Monday, August 23, 2010
Students and faculty who have been away for the summer may have missed the fact that SCSU is now charging for printing in the public computer labs, including the main floor of the library. The cost is $.05/page (black and white, single sided) on your HootLoot ID card only.
Students who rarely visit campus should make an extra effort to bring your ID card if you have one. If you don't have one and want one, you can visit the Card Office in Wintergreen during their business hours. Online students can get a non-picture card by emailing the Card Office (see the Note: Online Students). If you don't have an ID and can't get one in time, or lose yours, you can buy a copy card and use that for printing. Copy cards are $5, and you get $4 worth of copies/printing. (The photocopiers are $.11/page.) There is a card machine in the library by the Reference Desk; you can buy a card and put money on an old card or an ID card. You can also put money on an ID card (not a purchased copy card) via the Card Office website.

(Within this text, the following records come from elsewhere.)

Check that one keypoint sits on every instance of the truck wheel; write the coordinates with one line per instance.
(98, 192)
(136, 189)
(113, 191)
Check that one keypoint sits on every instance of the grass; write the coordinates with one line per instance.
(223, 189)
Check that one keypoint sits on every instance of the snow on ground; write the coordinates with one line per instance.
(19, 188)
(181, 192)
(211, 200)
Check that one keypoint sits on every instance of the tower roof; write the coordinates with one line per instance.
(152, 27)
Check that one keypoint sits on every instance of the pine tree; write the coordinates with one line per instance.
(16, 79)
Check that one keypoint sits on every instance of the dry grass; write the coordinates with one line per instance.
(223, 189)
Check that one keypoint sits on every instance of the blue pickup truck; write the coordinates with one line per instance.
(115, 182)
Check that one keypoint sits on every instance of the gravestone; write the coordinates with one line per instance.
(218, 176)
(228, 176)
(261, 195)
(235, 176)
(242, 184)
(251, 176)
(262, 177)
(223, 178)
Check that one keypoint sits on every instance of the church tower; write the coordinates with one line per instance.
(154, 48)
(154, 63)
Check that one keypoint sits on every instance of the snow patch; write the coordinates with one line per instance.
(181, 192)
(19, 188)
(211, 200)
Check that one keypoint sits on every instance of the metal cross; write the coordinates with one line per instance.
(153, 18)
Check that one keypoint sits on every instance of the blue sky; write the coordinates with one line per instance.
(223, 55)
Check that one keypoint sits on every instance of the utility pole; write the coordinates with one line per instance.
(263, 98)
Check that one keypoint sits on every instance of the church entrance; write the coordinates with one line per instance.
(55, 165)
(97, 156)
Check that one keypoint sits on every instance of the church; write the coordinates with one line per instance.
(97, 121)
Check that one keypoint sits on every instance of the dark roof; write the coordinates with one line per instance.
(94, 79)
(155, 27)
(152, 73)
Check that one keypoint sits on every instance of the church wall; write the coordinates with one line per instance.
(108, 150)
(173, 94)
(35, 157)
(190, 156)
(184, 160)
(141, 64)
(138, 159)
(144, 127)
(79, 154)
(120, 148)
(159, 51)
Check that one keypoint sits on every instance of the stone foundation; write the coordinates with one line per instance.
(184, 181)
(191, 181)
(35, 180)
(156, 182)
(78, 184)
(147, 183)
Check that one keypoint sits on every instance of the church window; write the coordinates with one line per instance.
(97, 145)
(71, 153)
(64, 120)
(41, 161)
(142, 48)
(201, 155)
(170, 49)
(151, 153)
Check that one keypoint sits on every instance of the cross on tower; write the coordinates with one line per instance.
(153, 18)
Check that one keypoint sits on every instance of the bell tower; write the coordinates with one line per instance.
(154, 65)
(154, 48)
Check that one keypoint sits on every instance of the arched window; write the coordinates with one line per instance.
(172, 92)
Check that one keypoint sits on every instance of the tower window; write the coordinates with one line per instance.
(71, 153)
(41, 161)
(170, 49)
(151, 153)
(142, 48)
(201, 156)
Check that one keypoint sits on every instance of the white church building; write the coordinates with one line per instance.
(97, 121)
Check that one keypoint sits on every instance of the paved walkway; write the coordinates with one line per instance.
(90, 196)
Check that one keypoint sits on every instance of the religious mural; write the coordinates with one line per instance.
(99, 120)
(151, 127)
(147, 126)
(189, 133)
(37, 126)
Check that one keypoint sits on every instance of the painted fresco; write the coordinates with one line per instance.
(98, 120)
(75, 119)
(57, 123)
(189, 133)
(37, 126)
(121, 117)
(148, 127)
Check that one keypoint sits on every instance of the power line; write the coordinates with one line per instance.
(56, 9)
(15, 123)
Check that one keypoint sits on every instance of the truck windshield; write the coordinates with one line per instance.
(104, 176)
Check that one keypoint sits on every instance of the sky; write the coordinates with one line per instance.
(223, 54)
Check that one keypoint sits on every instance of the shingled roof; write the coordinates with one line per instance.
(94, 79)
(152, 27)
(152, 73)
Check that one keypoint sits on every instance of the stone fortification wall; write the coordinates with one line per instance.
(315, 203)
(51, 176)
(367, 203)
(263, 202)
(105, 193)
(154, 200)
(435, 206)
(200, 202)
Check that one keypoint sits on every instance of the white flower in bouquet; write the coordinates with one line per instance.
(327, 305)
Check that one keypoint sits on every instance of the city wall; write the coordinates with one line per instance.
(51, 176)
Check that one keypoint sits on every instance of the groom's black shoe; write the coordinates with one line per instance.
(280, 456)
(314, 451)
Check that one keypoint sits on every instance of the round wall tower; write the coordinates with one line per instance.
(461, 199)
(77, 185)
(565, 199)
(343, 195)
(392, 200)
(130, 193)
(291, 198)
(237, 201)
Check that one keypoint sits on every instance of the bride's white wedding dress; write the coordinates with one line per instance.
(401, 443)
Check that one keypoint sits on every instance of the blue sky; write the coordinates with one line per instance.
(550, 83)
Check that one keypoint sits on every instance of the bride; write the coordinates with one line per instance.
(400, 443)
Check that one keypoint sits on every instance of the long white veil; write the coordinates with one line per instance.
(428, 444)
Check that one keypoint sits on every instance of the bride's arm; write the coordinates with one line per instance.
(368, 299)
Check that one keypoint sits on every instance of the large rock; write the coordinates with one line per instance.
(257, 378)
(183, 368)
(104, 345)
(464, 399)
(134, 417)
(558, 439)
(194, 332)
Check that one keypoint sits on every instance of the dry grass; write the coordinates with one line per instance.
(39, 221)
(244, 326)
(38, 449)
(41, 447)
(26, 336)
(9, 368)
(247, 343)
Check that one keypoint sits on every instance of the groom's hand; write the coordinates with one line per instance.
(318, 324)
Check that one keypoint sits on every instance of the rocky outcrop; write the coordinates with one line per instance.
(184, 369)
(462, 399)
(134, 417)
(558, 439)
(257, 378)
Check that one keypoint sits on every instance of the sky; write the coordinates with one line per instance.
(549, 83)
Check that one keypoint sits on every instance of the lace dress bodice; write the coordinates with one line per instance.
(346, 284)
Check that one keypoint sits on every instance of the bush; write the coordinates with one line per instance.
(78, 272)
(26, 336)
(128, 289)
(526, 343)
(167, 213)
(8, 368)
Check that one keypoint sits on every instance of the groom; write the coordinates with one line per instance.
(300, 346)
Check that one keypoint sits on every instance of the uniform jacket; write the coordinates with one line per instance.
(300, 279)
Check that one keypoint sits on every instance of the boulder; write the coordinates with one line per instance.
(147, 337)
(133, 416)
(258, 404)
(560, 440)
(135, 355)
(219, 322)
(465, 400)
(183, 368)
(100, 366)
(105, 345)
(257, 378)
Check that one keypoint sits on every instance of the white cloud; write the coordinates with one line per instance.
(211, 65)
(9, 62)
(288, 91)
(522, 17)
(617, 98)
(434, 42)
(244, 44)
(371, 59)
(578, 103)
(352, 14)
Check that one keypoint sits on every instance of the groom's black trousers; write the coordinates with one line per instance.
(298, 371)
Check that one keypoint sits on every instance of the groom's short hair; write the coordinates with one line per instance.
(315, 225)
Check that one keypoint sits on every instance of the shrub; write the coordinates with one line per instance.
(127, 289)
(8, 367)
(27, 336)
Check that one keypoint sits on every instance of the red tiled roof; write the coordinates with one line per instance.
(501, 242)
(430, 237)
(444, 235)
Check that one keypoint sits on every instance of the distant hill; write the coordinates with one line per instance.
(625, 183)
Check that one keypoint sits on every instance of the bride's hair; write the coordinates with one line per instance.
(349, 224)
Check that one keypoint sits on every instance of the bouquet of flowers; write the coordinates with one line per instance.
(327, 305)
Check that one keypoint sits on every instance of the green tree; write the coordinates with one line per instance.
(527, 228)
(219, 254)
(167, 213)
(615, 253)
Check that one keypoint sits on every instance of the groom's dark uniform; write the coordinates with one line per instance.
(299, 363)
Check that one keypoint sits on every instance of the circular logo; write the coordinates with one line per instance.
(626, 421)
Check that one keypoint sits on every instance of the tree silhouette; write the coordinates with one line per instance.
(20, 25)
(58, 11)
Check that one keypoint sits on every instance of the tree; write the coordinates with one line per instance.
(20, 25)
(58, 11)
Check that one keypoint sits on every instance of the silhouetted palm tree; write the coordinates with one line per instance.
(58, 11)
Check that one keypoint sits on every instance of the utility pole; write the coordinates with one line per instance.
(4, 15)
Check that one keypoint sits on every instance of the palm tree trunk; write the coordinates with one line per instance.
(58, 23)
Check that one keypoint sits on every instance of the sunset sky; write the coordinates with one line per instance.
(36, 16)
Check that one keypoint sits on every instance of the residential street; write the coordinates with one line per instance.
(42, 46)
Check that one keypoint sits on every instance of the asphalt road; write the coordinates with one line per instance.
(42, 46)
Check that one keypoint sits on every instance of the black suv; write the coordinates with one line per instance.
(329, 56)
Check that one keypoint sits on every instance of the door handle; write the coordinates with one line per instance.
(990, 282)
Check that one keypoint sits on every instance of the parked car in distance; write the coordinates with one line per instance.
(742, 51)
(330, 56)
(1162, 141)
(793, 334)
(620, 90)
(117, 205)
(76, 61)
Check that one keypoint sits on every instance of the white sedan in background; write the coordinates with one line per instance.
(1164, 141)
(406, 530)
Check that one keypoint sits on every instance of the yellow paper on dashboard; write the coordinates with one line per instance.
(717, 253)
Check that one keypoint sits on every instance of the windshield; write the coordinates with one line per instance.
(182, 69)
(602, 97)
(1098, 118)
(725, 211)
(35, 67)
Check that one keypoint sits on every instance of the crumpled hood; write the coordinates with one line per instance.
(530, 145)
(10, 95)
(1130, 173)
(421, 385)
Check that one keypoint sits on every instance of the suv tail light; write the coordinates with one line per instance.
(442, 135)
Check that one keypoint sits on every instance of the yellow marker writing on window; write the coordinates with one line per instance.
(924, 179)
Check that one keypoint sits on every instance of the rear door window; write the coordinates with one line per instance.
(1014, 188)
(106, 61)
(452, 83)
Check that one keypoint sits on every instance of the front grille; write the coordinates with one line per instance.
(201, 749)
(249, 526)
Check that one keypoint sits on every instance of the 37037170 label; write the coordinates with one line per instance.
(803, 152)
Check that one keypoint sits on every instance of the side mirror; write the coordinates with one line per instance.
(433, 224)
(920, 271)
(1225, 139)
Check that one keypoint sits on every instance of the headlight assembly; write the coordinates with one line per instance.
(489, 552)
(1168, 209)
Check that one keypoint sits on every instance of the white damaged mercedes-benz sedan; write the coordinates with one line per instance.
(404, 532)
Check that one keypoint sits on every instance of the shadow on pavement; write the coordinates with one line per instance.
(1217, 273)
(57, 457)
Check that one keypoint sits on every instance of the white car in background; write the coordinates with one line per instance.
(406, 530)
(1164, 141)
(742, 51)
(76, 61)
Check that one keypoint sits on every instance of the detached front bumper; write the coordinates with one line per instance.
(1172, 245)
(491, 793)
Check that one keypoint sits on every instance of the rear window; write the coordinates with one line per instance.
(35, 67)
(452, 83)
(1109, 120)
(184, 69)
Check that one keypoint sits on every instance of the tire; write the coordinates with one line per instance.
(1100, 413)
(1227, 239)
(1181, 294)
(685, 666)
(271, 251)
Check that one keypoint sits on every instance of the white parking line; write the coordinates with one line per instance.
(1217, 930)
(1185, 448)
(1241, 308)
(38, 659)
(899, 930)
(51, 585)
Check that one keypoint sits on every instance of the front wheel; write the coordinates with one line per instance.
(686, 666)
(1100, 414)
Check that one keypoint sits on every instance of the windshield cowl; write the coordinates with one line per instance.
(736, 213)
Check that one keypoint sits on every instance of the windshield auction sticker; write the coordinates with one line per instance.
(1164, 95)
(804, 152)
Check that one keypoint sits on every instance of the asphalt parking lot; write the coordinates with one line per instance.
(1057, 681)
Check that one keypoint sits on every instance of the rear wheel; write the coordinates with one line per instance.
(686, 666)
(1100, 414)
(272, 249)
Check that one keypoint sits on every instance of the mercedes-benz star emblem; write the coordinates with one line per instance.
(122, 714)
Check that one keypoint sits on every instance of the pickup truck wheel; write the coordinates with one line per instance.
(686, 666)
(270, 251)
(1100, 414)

It's probably an even better idea to bring a USB "thumb" drive to the library. You can save all your articles, documents, etc., to the drive and print them elsewhere if the printers are down, card machine is down or out of cards, etc. You can scan printed items instead of photocopying. No online student should be without a USB drive these days. And they have gotten a lot cheaper. Staples had them at the check out counters for $10 for 2G, and I've seen $10 for 4G and $20 for 8G ones on sale. They are usable across platforms (Mac, Windows, Linux) and you can even load programs onto them. If you visit another library, they may be your best bet for getting articles, since you may not be able to get printing privileges.
Or you could go the all-online route. You can email PDFs and other files to a Gmail or other large capacity email account. You could use Google Docs, Zoho Docs, or your Owls Microsoft Online Office and Sky Drive to hold documents you are working on. Mendeley will store PDFs of articles and help you organize and cite your sources. I've used Drop.io to "send" myself files that are too big to email. Links to sites you want to look at later could be stored in Delicious, Evernote, or a similiar system, and Evernote lets you store pictures and add text notes, too.
So, don't let me hear that you've come a long way to visit the campus library, and left without what you needed because you "couldn't print"!